The Ladue School Board continued its dialogue on school safety at the regular monthly district workshop meeting, and among the ideas discussed was putting police sub-stations in schools.
Rich Wooten, Ladue’s chief of police, was among those at the workshop meeting; he said the idea of sub-stations might work.
The Ladue district is also considering hiring a security consulting firm. Fees would range anyway from $12,000 to $15,000 for one year of service.
On Jan. 31, Jason Buckner of the district and five other district employees attended a county school safety meeting for law enforcement. Buckner reviewed the highlights of the meeting with the school board members.
These were some of the highlights of the discussion:
- There is no single answer to an active shooter situation
- If a shooter does not care about his/her own life, then shootings cannot be prevented
- Some tax money may have to be set aside to beef up building security
The Ladue district is looking for ways to increase the security and safety at all of its district buildings, by improving the following:
- Fence building perimeters
- Create one way in and out of buildings
- Hire more resource officers and train secondary officers
- Do a better job of identifying young people with mental illnesses
- Install hallway security gates
- Put numbers on inside doors
- Create police sub stations in the schools
Chief Wooten said the sub station idea might work.

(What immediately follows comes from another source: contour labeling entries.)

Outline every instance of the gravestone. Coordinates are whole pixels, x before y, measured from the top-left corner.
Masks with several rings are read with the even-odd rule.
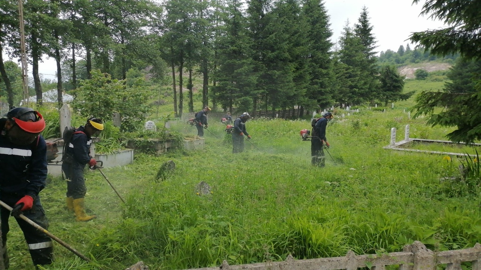
[[[63,132],[65,127],[70,127],[72,125],[70,108],[67,103],[63,103],[62,106],[59,114],[60,116],[60,130]]]
[[[391,140],[390,145],[396,144],[396,128],[393,127],[391,129]]]
[[[153,121],[149,121],[145,122],[145,125],[144,127],[145,128],[145,130],[155,130],[157,131],[157,126],[155,125],[155,123],[153,123]]]
[[[120,118],[120,112],[114,112],[114,114],[112,114],[112,122],[114,123],[114,126],[120,127],[120,126],[122,125],[122,120]]]
[[[173,173],[175,170],[176,163],[173,161],[165,161],[159,168],[159,170],[157,172],[157,175],[155,176],[155,180],[161,181],[165,180],[167,177]]]
[[[195,193],[198,195],[209,195],[211,194],[210,186],[202,181],[195,186]]]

Wooten, who has been in law enforcement for 28 years, 3 1/2 with Ladue says sub stations are typically in high crime areas like stores and super markets.
Board member Stacy Washington dealt with various aspects of the report.
"As a parent and a board member, we know where we are, but now we need to know where we are going (with safety)," she said. "Our current budgets are probably not friendly in the area of having resource officers at all of our schools. I like the idea of establishing sub-stations at each school," said Washington.
By this, the district would dedicate office space where officers from local police departments could drop by from time to time to do work, and create an overall presence at those buildings.
"There are a number of things we can do to be smarter when it comes to school safety," said Washington.